From August 1966 to October 1968, he headed the mission planning analysis and software development responsibilities for the astronaut group for Project Apollo.

General Stafford was the lead member of the group which helped formulate the sequence of missions leading to the first lunar landing mission.

He demonstrated and implemented the theory of a pilot manually flying the Saturn booster into orbit and the translunar injection maneuver.

In May 1969, General Stafford was commander of Apollo 10, the first flight of the lunar module to the moon, He performed the first rendezvous around the Moon and the entire lunar landing mission except the actual landing.

He also made reconnaissance and tracking on future Apollo landing sites. Stafford was cited in the Guiness Book of World Records for highest speed ever attained by man; these occurred during Apollo 10 reentry when the spacecraft attained 28,547 statute miles per hour.
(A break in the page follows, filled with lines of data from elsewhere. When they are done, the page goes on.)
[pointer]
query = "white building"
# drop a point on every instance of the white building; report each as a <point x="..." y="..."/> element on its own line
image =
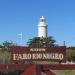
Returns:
<point x="42" y="27"/>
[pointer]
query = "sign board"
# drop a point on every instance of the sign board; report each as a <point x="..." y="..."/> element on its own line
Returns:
<point x="55" y="53"/>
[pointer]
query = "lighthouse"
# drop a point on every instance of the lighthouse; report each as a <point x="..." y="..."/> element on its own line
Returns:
<point x="42" y="28"/>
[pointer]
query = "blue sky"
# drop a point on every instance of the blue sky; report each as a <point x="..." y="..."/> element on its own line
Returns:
<point x="23" y="16"/>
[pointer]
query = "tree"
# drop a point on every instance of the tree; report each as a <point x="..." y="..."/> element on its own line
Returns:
<point x="41" y="42"/>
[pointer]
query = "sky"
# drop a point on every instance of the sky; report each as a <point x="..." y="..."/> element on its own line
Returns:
<point x="18" y="16"/>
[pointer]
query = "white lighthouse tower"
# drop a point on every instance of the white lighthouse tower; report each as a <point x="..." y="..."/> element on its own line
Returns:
<point x="42" y="27"/>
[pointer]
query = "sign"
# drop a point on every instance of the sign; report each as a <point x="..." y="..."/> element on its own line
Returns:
<point x="55" y="53"/>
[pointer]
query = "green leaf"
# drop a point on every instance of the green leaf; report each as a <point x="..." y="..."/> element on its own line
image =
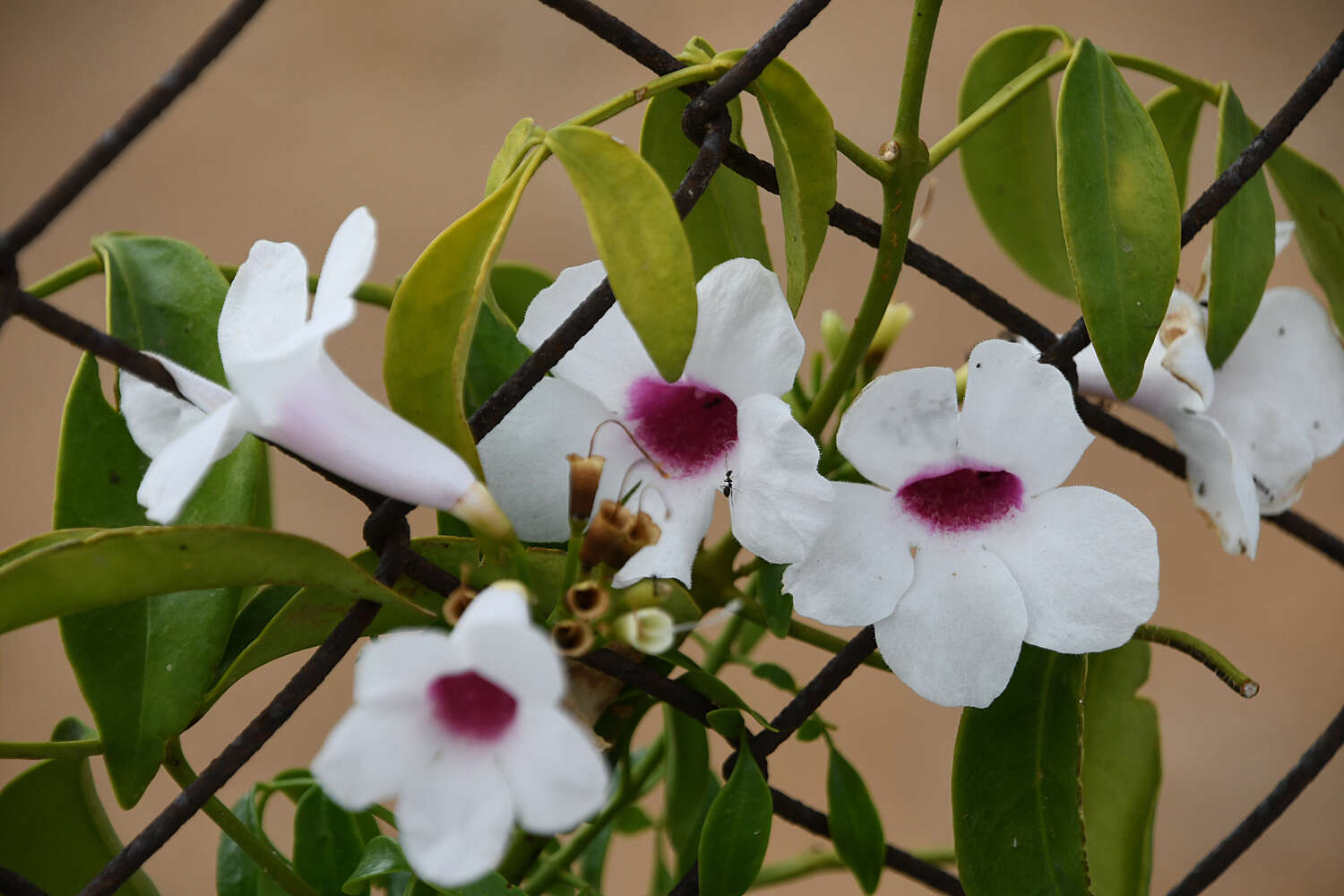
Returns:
<point x="144" y="665"/>
<point x="1175" y="113"/>
<point x="1244" y="239"/>
<point x="777" y="605"/>
<point x="650" y="266"/>
<point x="433" y="319"/>
<point x="855" y="825"/>
<point x="803" y="139"/>
<point x="515" y="285"/>
<point x="1010" y="163"/>
<point x="1016" y="794"/>
<point x="328" y="845"/>
<point x="54" y="831"/>
<point x="124" y="564"/>
<point x="726" y="220"/>
<point x="1316" y="203"/>
<point x="309" y="616"/>
<point x="382" y="856"/>
<point x="737" y="829"/>
<point x="236" y="872"/>
<point x="1120" y="214"/>
<point x="1123" y="769"/>
<point x="685" y="780"/>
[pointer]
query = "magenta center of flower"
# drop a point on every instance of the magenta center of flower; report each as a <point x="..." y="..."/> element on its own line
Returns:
<point x="472" y="707"/>
<point x="964" y="498"/>
<point x="685" y="426"/>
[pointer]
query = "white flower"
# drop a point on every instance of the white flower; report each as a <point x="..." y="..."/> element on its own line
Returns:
<point x="288" y="390"/>
<point x="719" y="427"/>
<point x="969" y="546"/>
<point x="465" y="729"/>
<point x="1252" y="430"/>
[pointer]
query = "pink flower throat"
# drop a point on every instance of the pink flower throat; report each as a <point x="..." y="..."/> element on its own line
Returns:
<point x="685" y="426"/>
<point x="961" y="500"/>
<point x="472" y="707"/>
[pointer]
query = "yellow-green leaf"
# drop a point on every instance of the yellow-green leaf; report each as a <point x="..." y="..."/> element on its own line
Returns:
<point x="650" y="263"/>
<point x="1121" y="220"/>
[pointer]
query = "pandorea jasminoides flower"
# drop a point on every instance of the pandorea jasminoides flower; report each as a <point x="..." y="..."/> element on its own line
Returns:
<point x="288" y="390"/>
<point x="719" y="427"/>
<point x="465" y="729"/>
<point x="1250" y="430"/>
<point x="967" y="546"/>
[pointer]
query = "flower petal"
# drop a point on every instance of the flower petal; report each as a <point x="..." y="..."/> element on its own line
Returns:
<point x="174" y="476"/>
<point x="687" y="508"/>
<point x="454" y="820"/>
<point x="553" y="769"/>
<point x="349" y="260"/>
<point x="1219" y="481"/>
<point x="956" y="634"/>
<point x="374" y="750"/>
<point x="401" y="665"/>
<point x="780" y="501"/>
<point x="311" y="408"/>
<point x="1281" y="394"/>
<point x="265" y="309"/>
<point x="609" y="358"/>
<point x="1086" y="564"/>
<point x="900" y="425"/>
<point x="1019" y="417"/>
<point x="860" y="565"/>
<point x="524" y="462"/>
<point x="746" y="341"/>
This set the world's all-time speed record.

He was assigned as head of the astronaut group in June 1969 and, as such, was responsible for the selection of flight crews for Projects Apollo and Skylab.

He reviewed and monitored flight crew training status reports, and was responsible for coordination, scheduling, and control of all activities involving NASA astronauts.

In June 1971, General Stafford was assigned as Deputy Director of Flight Crew Operations at the NASA Manned Spacecraft Center. In this role he was responsible for assisting the director in planning and implementation of programs for the astronaut group, the Aircraft Operations, Flight Crew Integration, Flight Crew Procedures, and Crew Simulation and Training Divisions.

He logged his fourth space flight as Apollo commander of the Apollo-Soyuz Test Project (ASTP) mission, July 15-24, 1975, a joint space flight culminating in the historic first meeting in space between American Astronauts and Soviet Cosmonauts.

The event signaled a major advance in efforts for the conduct of joint experiments and the exchange of mutual assistance in future international space explorations.

General Stafford is currently Vice-President of Gibraltar Exploration, Ltd., Oklahoma City, OK; Chairman of The Board of Omega Watch Company of America, New York City, NY; and a member of the board of Bendix Corporation, Southfield, MI; and Gulfstream American, Savannah, GA. He is also a member of the board of several financial institutions.